Czy możemy wspólnie obalić mit modelek-anorektyczek zadowalających się listkiem sałaty na obiad?
Liść sałaty, papieros i szampan to dieta modelek z lat 90., a anoreksja to poważna choroba, która dyskwalifikuje z zawodu modelki. Żeby mieć energię do pracy podczas wielogodzinnych sesji zdjęciowych czy zdolność szybkiej regeneracji po długich lotach, należy odżywiać się zdrowo i regularnie. Błyszczące włosy, piękna cera i paznokcie potrzebują witamin i sportu. Być może brzmi nudniej niż słynna historia z nasączonym wodą wacikiem robiącym za posiłek, ale to jedyna metoda, żeby zachować urodę i zdrowie na długo.
Pod Twoimi skrzydłami jest między innymi Barbara Kozłowski, która pojawiła się na łamach “Vogue’a”, czy Kasia Oskard, ulubienica GUCCI. Przez co musiały przejść, żeby osiągnąć sukces?
Przypadek Basi jest niewiarygodny. Przez 10 lat przewinęła się przez 2 polskie agencje, gdzie nie wydarzyło się absolutnie nic. Mając 26 lat (!) trafiła do nas i już podczas pierwszego sezonu w Paryżu została objawieniem pokazu Saint Laurent. Dla Heidi Slimane’a zmieniliśmy włosy Basi z ciemnych na białe. I odtąd już wszystko potoczyło się jak w bajce o Kopciuszku. Basia pracuje wciąż dla najlepszych, a dziś możemy podziwiać ją w słynnym September Issue “VOGUE Italia”.

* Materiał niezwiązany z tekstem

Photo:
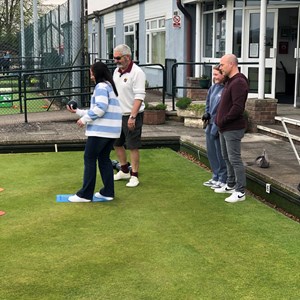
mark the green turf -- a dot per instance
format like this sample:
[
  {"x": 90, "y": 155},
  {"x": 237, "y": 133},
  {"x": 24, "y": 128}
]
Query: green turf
[{"x": 169, "y": 238}]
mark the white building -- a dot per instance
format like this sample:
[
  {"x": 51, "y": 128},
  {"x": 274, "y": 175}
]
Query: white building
[{"x": 203, "y": 31}]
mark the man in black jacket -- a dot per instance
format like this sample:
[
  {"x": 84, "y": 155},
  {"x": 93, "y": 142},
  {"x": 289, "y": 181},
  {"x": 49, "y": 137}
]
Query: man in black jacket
[{"x": 231, "y": 123}]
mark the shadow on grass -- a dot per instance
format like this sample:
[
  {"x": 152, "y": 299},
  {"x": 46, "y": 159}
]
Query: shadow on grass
[{"x": 169, "y": 238}]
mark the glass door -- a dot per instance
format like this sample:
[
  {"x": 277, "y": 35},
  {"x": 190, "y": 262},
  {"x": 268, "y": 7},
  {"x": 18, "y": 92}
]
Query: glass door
[{"x": 251, "y": 50}]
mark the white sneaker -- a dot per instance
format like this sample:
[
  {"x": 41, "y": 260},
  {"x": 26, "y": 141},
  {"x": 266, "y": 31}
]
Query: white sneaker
[
  {"x": 98, "y": 195},
  {"x": 236, "y": 197},
  {"x": 133, "y": 182},
  {"x": 75, "y": 198},
  {"x": 121, "y": 175},
  {"x": 225, "y": 189},
  {"x": 218, "y": 185},
  {"x": 210, "y": 182}
]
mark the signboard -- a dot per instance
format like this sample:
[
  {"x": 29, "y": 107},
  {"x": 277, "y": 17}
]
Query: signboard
[
  {"x": 5, "y": 99},
  {"x": 176, "y": 21}
]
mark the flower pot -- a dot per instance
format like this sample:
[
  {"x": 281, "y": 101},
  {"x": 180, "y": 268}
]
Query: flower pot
[{"x": 154, "y": 117}]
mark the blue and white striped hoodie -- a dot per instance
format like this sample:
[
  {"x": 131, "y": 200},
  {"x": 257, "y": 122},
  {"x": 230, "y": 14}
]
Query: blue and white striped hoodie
[{"x": 104, "y": 118}]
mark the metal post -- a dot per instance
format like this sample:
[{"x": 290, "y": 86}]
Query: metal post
[
  {"x": 22, "y": 35},
  {"x": 262, "y": 49}
]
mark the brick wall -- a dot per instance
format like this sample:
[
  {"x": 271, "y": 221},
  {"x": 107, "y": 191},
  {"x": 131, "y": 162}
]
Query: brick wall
[
  {"x": 261, "y": 111},
  {"x": 195, "y": 94}
]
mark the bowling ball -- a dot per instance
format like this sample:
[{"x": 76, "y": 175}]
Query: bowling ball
[{"x": 72, "y": 104}]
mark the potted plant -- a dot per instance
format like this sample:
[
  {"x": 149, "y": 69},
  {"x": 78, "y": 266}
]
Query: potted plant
[
  {"x": 191, "y": 113},
  {"x": 155, "y": 114}
]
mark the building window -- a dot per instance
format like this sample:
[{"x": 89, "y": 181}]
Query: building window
[
  {"x": 253, "y": 80},
  {"x": 110, "y": 42},
  {"x": 131, "y": 39},
  {"x": 208, "y": 34},
  {"x": 237, "y": 32},
  {"x": 220, "y": 35},
  {"x": 156, "y": 41}
]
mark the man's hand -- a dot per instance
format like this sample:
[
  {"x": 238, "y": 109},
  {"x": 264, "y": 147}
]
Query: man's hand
[
  {"x": 206, "y": 117},
  {"x": 131, "y": 124}
]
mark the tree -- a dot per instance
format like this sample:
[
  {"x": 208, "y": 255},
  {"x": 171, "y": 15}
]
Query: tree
[{"x": 10, "y": 22}]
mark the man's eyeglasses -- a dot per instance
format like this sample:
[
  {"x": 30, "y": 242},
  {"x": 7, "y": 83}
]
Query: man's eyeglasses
[{"x": 118, "y": 57}]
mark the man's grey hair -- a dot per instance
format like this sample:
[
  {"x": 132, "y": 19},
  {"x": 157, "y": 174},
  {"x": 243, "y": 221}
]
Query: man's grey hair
[{"x": 123, "y": 49}]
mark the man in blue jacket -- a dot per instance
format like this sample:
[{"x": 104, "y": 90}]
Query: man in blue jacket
[{"x": 216, "y": 161}]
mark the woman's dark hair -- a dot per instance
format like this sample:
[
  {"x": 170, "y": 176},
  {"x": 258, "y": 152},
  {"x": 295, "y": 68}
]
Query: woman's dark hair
[{"x": 102, "y": 74}]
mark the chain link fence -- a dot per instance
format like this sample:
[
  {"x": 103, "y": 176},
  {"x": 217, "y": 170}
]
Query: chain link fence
[{"x": 44, "y": 64}]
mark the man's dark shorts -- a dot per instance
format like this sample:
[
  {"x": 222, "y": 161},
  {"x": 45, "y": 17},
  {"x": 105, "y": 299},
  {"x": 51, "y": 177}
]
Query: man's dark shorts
[{"x": 131, "y": 139}]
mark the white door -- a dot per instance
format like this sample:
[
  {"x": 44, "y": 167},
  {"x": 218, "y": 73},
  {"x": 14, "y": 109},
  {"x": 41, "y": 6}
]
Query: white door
[{"x": 251, "y": 50}]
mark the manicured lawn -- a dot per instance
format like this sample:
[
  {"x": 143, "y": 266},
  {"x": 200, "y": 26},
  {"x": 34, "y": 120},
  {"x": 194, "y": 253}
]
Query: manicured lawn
[{"x": 169, "y": 238}]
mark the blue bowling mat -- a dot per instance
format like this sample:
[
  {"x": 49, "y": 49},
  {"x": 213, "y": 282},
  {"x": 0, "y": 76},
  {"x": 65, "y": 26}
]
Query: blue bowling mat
[{"x": 64, "y": 198}]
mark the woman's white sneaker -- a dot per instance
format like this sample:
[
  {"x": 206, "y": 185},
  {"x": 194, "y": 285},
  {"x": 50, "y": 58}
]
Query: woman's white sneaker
[
  {"x": 225, "y": 189},
  {"x": 218, "y": 185},
  {"x": 210, "y": 182},
  {"x": 236, "y": 197}
]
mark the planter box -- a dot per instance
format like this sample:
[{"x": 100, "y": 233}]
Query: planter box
[
  {"x": 191, "y": 118},
  {"x": 154, "y": 117}
]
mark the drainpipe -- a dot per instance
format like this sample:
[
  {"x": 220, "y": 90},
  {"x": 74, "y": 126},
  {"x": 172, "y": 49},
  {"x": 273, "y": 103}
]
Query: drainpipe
[{"x": 188, "y": 35}]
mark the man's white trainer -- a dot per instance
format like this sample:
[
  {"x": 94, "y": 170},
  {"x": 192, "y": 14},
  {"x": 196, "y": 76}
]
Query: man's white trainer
[
  {"x": 133, "y": 182},
  {"x": 121, "y": 175}
]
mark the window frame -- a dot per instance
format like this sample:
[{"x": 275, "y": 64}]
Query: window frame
[{"x": 155, "y": 26}]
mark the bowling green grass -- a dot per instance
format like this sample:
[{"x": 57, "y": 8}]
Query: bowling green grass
[{"x": 169, "y": 238}]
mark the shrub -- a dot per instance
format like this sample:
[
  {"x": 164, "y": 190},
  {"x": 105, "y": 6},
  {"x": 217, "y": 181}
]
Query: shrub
[
  {"x": 197, "y": 107},
  {"x": 159, "y": 106},
  {"x": 183, "y": 103}
]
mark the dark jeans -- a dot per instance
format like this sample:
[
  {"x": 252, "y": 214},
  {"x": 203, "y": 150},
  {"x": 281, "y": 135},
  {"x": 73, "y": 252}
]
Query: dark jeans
[
  {"x": 231, "y": 152},
  {"x": 97, "y": 149}
]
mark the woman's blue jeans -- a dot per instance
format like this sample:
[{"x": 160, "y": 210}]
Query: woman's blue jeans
[{"x": 97, "y": 149}]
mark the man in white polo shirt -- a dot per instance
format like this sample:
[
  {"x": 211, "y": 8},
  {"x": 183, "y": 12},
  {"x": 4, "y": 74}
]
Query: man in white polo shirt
[{"x": 130, "y": 82}]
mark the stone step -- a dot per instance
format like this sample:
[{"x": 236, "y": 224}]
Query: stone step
[{"x": 278, "y": 131}]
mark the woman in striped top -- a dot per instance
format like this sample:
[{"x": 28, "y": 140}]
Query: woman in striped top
[{"x": 103, "y": 125}]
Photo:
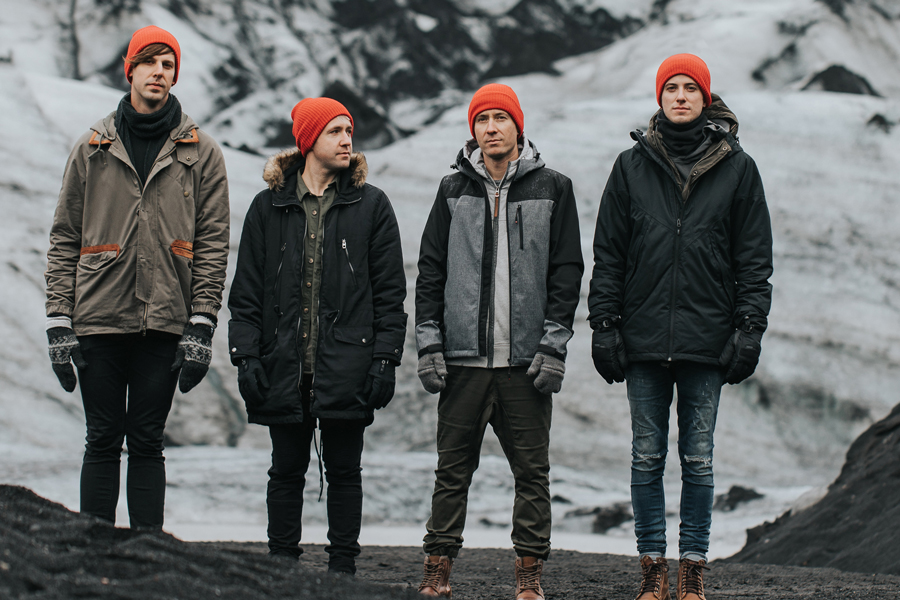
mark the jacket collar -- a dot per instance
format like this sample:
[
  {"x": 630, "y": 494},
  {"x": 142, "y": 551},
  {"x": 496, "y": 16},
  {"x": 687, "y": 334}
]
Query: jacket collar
[{"x": 281, "y": 172}]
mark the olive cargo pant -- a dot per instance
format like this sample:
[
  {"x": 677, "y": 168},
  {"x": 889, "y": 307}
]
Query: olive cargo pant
[{"x": 520, "y": 416}]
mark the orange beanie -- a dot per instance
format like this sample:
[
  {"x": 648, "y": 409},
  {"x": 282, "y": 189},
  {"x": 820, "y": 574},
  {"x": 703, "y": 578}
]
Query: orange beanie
[
  {"x": 496, "y": 96},
  {"x": 310, "y": 117},
  {"x": 152, "y": 35},
  {"x": 684, "y": 64}
]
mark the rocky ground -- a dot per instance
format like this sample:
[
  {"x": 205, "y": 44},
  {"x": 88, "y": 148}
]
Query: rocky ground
[
  {"x": 855, "y": 527},
  {"x": 48, "y": 552}
]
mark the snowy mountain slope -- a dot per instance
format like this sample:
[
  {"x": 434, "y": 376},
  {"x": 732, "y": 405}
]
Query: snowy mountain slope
[{"x": 830, "y": 363}]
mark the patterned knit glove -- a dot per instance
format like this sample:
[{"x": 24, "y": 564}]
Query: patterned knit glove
[
  {"x": 548, "y": 372},
  {"x": 194, "y": 351},
  {"x": 64, "y": 349},
  {"x": 433, "y": 372}
]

Z kolei Kasia Oskard zanim stała sie modelką, wiodła uporządkowane życie studentki pierwszego roku automatyki i robotyki. I wtedy znalazł ją nasz scout. Kasia, zakładniczka świata Politechniki, w tempie światła znalazła się w Mediolanie na swoim pierwszym w życiu pokazie, a tym pokazem był GUCCI. Kasia miała iść jako trzecia w kolejności, ale w ostatniej chwili, na sekundę przed pokazem, zmieniono zdanie i niewidzialna ręka choreografa dosłownie przepchnęła Kasię na pierwszy ogień. I tak Kasia Oskard otworzyła pokaz i jednocześnie stała się muzą marki. We wrześniu tego roku już po raz czwarty pracowała dla GUCCI na wyłączność.
Jakie rady dasz wszystkim młodym aspirującym na modelki dziewczynom?
Za granicą modelki często nazywane są talents, bo to nie warunki fizyczne, ale właśnie ten talent, charyzma, magiczny faktor X, sprawiają, że ta, a nie inna, dziewczyna staje sie TOP. To trochę jak w życiu: pasja i magnetyzm zawsze uwodzą. Pięknych dziewczyn o idealnych wymiarach są miliony, ale ostatecznie zawsze wygrywa osobowość.